Kinetic Imaging professor explores tech-fueled relief for cancer patients

Semi Ryu, associate professor of Kinetic Imaging, was recently featured in the Richmond Times-Dispatch for her project VoicingHan, which employs virtual avatars to help medical patients self-reflect and manage pain.

VoicingHan is the next iteration of Ryu’s earlier project, Voicing Elder, which she developed with medical professionals and computer scientists. Both programs enable a user to tell stories and recall memories through a digital character. While Voicing Elder focuses on storytelling as a way to improve quality of life for residents in an assisted living facility, VoicingHan extends the same practices to terminally ill patients.

For cancer patients whose body may look different due to illness, speaking and gesturing through another version of themselves allows them to reminisce without feeling self-conscious.

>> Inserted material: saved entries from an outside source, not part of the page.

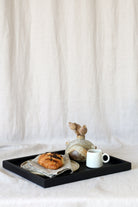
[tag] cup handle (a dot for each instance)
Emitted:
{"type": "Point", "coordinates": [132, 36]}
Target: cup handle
{"type": "Point", "coordinates": [107, 157]}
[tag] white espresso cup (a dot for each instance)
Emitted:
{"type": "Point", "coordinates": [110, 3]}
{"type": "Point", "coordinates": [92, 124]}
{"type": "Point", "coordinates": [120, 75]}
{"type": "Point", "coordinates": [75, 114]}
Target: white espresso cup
{"type": "Point", "coordinates": [95, 158]}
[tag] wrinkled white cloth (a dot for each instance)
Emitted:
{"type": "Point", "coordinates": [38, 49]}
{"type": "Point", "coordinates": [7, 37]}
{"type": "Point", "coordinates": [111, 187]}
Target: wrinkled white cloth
{"type": "Point", "coordinates": [64, 61]}
{"type": "Point", "coordinates": [119, 189]}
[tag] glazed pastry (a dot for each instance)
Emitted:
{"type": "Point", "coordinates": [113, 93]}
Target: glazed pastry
{"type": "Point", "coordinates": [51, 160]}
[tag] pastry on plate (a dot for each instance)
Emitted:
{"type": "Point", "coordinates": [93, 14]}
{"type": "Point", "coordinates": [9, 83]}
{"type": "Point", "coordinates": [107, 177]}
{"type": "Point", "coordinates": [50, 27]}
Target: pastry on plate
{"type": "Point", "coordinates": [51, 160]}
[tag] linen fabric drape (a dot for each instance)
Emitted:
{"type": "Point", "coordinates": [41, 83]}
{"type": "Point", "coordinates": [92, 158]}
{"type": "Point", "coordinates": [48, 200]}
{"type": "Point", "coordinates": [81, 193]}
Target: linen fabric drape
{"type": "Point", "coordinates": [66, 61]}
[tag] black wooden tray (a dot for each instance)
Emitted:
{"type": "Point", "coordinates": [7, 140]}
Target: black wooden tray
{"type": "Point", "coordinates": [115, 165]}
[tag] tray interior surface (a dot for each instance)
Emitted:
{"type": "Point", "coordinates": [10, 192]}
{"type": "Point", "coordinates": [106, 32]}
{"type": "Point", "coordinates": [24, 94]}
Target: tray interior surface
{"type": "Point", "coordinates": [113, 166]}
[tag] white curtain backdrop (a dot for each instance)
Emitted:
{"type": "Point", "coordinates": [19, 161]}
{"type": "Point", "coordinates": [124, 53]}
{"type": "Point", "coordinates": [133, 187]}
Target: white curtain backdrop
{"type": "Point", "coordinates": [64, 61]}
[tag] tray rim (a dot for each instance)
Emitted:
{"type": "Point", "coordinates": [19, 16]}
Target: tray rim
{"type": "Point", "coordinates": [46, 182]}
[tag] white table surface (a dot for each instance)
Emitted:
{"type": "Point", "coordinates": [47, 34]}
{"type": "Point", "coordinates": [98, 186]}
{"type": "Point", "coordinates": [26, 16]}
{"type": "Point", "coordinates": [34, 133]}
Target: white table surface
{"type": "Point", "coordinates": [119, 189]}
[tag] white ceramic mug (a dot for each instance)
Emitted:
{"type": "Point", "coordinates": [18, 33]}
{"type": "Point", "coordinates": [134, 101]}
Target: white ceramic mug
{"type": "Point", "coordinates": [95, 158]}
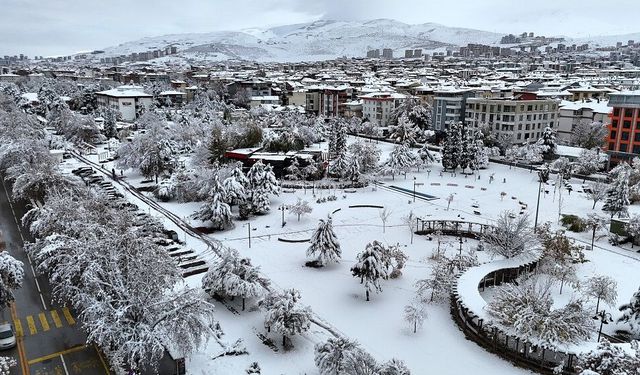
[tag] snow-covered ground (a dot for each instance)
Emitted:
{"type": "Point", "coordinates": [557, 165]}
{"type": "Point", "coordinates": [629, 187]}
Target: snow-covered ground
{"type": "Point", "coordinates": [338, 298]}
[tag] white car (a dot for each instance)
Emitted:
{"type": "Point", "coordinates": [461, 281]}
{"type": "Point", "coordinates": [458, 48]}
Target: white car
{"type": "Point", "coordinates": [7, 338]}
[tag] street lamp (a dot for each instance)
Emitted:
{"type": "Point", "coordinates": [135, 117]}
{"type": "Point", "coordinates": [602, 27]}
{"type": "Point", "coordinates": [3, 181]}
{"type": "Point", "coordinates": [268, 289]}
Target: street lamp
{"type": "Point", "coordinates": [283, 208]}
{"type": "Point", "coordinates": [414, 187]}
{"type": "Point", "coordinates": [604, 318]}
{"type": "Point", "coordinates": [543, 176]}
{"type": "Point", "coordinates": [249, 231]}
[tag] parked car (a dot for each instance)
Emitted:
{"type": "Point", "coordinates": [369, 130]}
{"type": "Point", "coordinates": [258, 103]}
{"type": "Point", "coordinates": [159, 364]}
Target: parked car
{"type": "Point", "coordinates": [7, 337]}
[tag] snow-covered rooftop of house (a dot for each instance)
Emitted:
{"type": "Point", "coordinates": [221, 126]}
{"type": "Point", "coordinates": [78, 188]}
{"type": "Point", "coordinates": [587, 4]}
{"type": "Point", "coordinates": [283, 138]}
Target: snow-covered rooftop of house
{"type": "Point", "coordinates": [125, 92]}
{"type": "Point", "coordinates": [265, 98]}
{"type": "Point", "coordinates": [600, 107]}
{"type": "Point", "coordinates": [30, 96]}
{"type": "Point", "coordinates": [172, 92]}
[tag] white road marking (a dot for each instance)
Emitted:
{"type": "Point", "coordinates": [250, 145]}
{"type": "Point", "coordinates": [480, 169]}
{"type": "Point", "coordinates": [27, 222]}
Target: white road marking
{"type": "Point", "coordinates": [64, 365]}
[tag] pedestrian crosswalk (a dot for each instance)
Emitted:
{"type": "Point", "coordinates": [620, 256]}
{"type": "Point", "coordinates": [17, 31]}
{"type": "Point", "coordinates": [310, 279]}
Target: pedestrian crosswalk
{"type": "Point", "coordinates": [42, 322]}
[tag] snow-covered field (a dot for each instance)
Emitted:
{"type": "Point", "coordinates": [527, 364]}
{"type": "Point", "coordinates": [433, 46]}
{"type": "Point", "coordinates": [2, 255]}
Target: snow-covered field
{"type": "Point", "coordinates": [338, 298]}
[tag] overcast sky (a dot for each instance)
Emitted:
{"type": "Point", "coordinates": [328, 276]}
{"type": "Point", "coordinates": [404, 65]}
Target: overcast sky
{"type": "Point", "coordinates": [50, 27]}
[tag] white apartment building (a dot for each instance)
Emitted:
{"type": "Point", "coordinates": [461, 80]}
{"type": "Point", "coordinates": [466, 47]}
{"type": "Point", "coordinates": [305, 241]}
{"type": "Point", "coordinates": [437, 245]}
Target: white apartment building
{"type": "Point", "coordinates": [377, 106]}
{"type": "Point", "coordinates": [523, 116]}
{"type": "Point", "coordinates": [125, 99]}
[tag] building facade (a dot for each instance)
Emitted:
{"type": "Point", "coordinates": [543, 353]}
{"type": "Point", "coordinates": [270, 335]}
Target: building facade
{"type": "Point", "coordinates": [127, 100]}
{"type": "Point", "coordinates": [623, 140]}
{"type": "Point", "coordinates": [523, 117]}
{"type": "Point", "coordinates": [377, 106]}
{"type": "Point", "coordinates": [449, 107]}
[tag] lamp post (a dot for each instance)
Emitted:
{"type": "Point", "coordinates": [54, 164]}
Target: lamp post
{"type": "Point", "coordinates": [249, 233]}
{"type": "Point", "coordinates": [414, 187]}
{"type": "Point", "coordinates": [283, 208]}
{"type": "Point", "coordinates": [604, 318]}
{"type": "Point", "coordinates": [543, 176]}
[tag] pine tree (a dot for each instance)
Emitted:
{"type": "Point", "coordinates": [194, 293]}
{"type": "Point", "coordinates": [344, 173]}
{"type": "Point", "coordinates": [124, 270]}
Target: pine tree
{"type": "Point", "coordinates": [215, 210]}
{"type": "Point", "coordinates": [452, 147]}
{"type": "Point", "coordinates": [371, 267]}
{"type": "Point", "coordinates": [286, 315]}
{"type": "Point", "coordinates": [631, 311]}
{"type": "Point", "coordinates": [234, 277]}
{"type": "Point", "coordinates": [617, 198]}
{"type": "Point", "coordinates": [330, 355]}
{"type": "Point", "coordinates": [324, 244]}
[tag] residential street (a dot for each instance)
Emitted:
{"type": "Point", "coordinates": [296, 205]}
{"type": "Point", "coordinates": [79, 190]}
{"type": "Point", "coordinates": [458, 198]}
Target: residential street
{"type": "Point", "coordinates": [49, 340]}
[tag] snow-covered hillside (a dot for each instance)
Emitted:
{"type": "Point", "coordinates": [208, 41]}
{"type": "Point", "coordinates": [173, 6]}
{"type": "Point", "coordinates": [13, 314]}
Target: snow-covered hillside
{"type": "Point", "coordinates": [324, 39]}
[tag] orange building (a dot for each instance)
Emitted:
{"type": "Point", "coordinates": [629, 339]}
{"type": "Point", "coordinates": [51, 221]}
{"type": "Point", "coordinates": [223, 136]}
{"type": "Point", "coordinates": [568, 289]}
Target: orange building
{"type": "Point", "coordinates": [623, 140]}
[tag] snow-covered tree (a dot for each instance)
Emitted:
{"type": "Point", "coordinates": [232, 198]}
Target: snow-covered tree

Through avatars, patients playfully act out themselves at various ages, their significant others or fictional characters against a backdrop they choose of either bucket-list environments or everyday settings.

After telling their stories, cancer patients can view their avatar videos, which offer an opportunity for self-reflection and for sharing a family legacy. Many patients don’t want to be recorded if illness has changed their physicality, but with the avatar video, they can tell their stories without being self-conscious.

For VoicingHan, Ryu collaborated with Dr. Egidio Del Fabbro, professor and Palliative Care endowed chair and program director, and Dr. Danielle Noreika, associate clinical professor and medical director of Inpatient Palliative Services. They worked together to assess the project’s impact on patients’ quality of life and the feasibility of incorporating avatar therapy into palliative care.

The project name comes from the Korean concept of Han, a paradoxical state of consciousness that embodies extreme grief as well as hope for overcoming a situation that seems impossible.

“It is a critical state of reflection, where opposite states coexist with transformative power,” Ryu said. It represents the idea of being hopeful even in the most challenging situations. “VoicingHan is contemporary ritual mediated by technology,” Ryu said, “in the mode of grieving, mourning, accepting, sharing, and honoring our Han through storytelling.”